With a pandemic-induced rise in online shopping, trucking companies are seeing increased demand for truck capacity and are having to sweeten the pot to find enough drivers to meet demand.
Trucking giant Schneider National, the fifth largest trucking company in the U.S., recently raised the ante with news that they are willing to pay more than $90,000 per year and include $10,000 bonuses to get and keep qualified drivers.
Schneider National said team truck drivers, those with two drivers in the cab, received a pay bump of two to four cents per mile last month. For drivers who average from 5,000 to 6,000 miles per week, that means a pay boost of up to $6,240 a year per driver. That has pushed annual pay for many Schneider drivers above $90,000, the company said.
Team truck drivers ensure the truck — and the goods they are moving across the country — is always moving. When one driver reaches the federal limit on how long they can spend at the wheel, their partner swaps in.
Schneider is now offering its solo drivers $5,000 to team up with another driver. Team drivers new to Schneider can snag bonuses of up to $10,000 per person. Through mid-January, the company is offering team drivers an $200 extra per month.
A trucking recession last year and this spring forced tens of thousands of truck drivers to leave the industry, many of them opting for retirement. But now that loads are increasing — a sign that the economy’s creeping back to some level of normalcy — their former employers are feeling their absence.
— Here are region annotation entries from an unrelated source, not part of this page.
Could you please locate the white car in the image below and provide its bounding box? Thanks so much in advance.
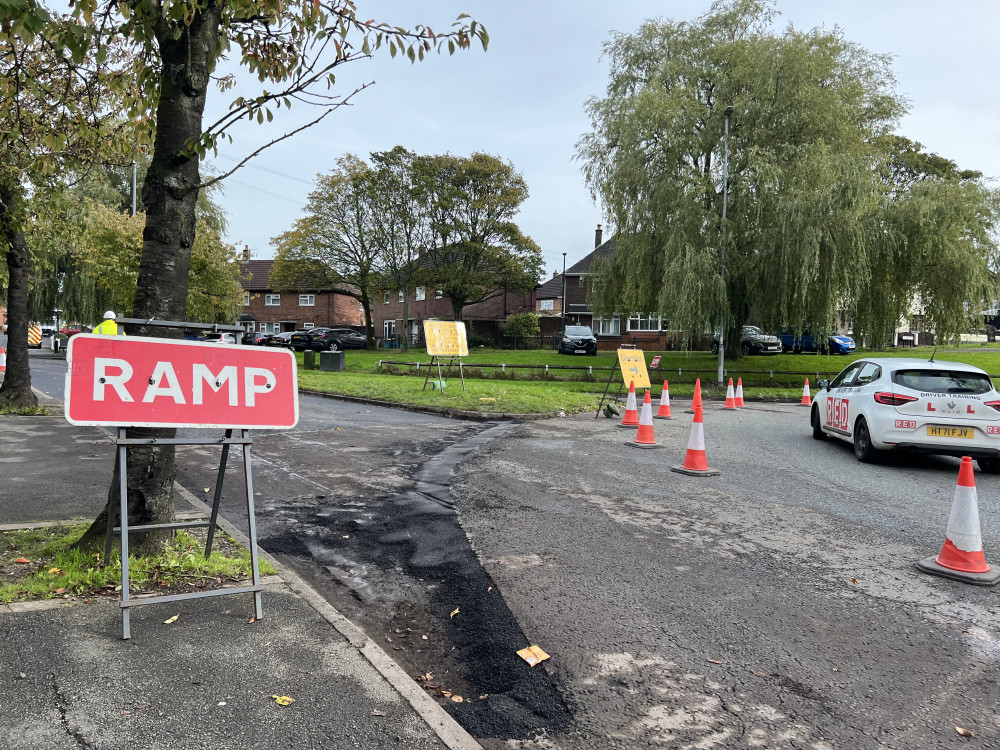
[810,358,1000,474]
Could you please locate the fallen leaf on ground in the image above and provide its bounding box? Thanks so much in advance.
[517,646,549,666]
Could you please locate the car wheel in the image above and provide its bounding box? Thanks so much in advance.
[809,406,826,440]
[976,457,1000,474]
[854,417,879,464]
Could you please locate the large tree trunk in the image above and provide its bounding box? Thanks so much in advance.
[0,178,38,407]
[78,3,220,555]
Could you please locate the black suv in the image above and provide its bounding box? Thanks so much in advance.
[555,326,597,357]
[307,328,368,352]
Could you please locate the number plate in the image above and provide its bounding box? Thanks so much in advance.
[927,425,976,440]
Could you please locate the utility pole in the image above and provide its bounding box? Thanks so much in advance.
[719,106,733,385]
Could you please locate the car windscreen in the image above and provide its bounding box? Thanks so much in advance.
[892,369,993,394]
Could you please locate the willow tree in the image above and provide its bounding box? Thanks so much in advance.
[578,0,903,354]
[0,0,488,552]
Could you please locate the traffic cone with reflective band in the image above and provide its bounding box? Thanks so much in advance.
[653,380,673,419]
[722,378,736,409]
[618,380,639,427]
[917,456,1000,586]
[628,390,663,448]
[684,378,701,414]
[670,388,720,477]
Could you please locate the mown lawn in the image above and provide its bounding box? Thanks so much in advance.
[298,344,1000,414]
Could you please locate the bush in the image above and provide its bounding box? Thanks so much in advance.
[500,313,542,338]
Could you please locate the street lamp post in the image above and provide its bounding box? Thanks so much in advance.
[719,106,733,385]
[562,253,567,328]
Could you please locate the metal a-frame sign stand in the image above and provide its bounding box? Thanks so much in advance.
[594,357,625,419]
[80,318,286,640]
[420,355,465,392]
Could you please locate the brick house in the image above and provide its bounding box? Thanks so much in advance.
[372,286,535,344]
[240,260,365,340]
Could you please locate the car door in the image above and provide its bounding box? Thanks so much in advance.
[816,360,871,438]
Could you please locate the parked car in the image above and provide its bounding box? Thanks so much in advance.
[264,331,296,347]
[810,358,1000,474]
[203,332,236,344]
[308,328,368,352]
[241,331,272,346]
[712,326,784,355]
[554,326,597,357]
[288,328,320,352]
[778,326,857,354]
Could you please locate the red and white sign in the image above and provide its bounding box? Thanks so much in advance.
[65,334,299,430]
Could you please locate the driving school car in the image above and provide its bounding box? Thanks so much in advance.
[810,358,1000,474]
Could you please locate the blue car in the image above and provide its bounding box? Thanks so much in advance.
[778,326,857,354]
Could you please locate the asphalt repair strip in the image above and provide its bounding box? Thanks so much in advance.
[254,423,572,740]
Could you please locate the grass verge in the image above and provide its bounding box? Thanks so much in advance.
[0,523,275,603]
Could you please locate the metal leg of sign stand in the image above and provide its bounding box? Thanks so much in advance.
[594,359,622,419]
[104,427,264,640]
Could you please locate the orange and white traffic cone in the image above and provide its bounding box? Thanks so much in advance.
[628,390,663,448]
[653,380,673,419]
[799,378,812,406]
[722,378,736,409]
[618,380,639,427]
[917,456,1000,586]
[670,380,720,477]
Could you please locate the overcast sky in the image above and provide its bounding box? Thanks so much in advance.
[203,0,1000,276]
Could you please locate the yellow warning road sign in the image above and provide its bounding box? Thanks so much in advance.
[618,349,650,388]
[424,320,469,357]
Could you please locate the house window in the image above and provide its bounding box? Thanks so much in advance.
[593,315,622,336]
[628,313,660,331]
“The trucking industry had a slow period for a while — then, all the sudden, boom,” Cathy Roberson, the founder of research firm Logistics Trends & Insights, told Business Insider.
Drivers for smaller firms are also seeing significant increases.
“If we see that level of demand go up next year, the industry is not going to be able to meet it. This year we believe there will be a 15-20 percent increase in wages for drivers, though all that is going to do is reshuffle the deck of drivers that exist today and it’s probably not going to bring a lot of new people back into the industry,” U.S. Xpress CEO Eric Fuller told Yahoo Finance.
To hold onto drivers, smaller companies are increasing base pay for independent contractors and some are adding to their fuel surcharge programs, putting more money into the driver’s pockets. Finally, some companies have cut truck lease payments by as much as $400 per month to keep drivers where they are.
“The pandemic has influenced the speed in which shippers are accelerating products through their supply chain,” a Schneider spokesperson said in a statement. “These shippers are seeking solutions from Schneider at higher rates for the expedited transit time and Schneider is passing the rate increase on to our team drivers.”
The American Trucking Associations latest Driver Compensation Study showed driver pay has climbed as rising demand for freight transportation services has increased competition for increasingly scarce drivers.
“This latest survey, which includes data from more than 100,000 drivers, shows that fleets are reacting to an increasingly tight market for drivers by boosting pay, improving benefit packages and offering other enticements to recruit and retain safe and experienced drivers,” said ATA Chief Economist Bob Costello.
Fleets responding to the survey also reported offering significant benefit packages to attract drivers including paid leave, insurance, meals and other incidentals and retirement plans. For example, more than 90 percent of truckload carriers, less-than-truckload carriers and private fleets surveyed offered drivers paid leave and health insurance.
“What these figures show is that being a truck driver can be a path to a middle-class lifestyle for millions of Americans,” Costello said. “With the long-term impacts of the COVID-19 pandemic and subsequent economic crisis not yet fully clear, we can say that a career in trucking could be a well-paying solution for some of the millions of Americans who have lost their jobs so far this year.”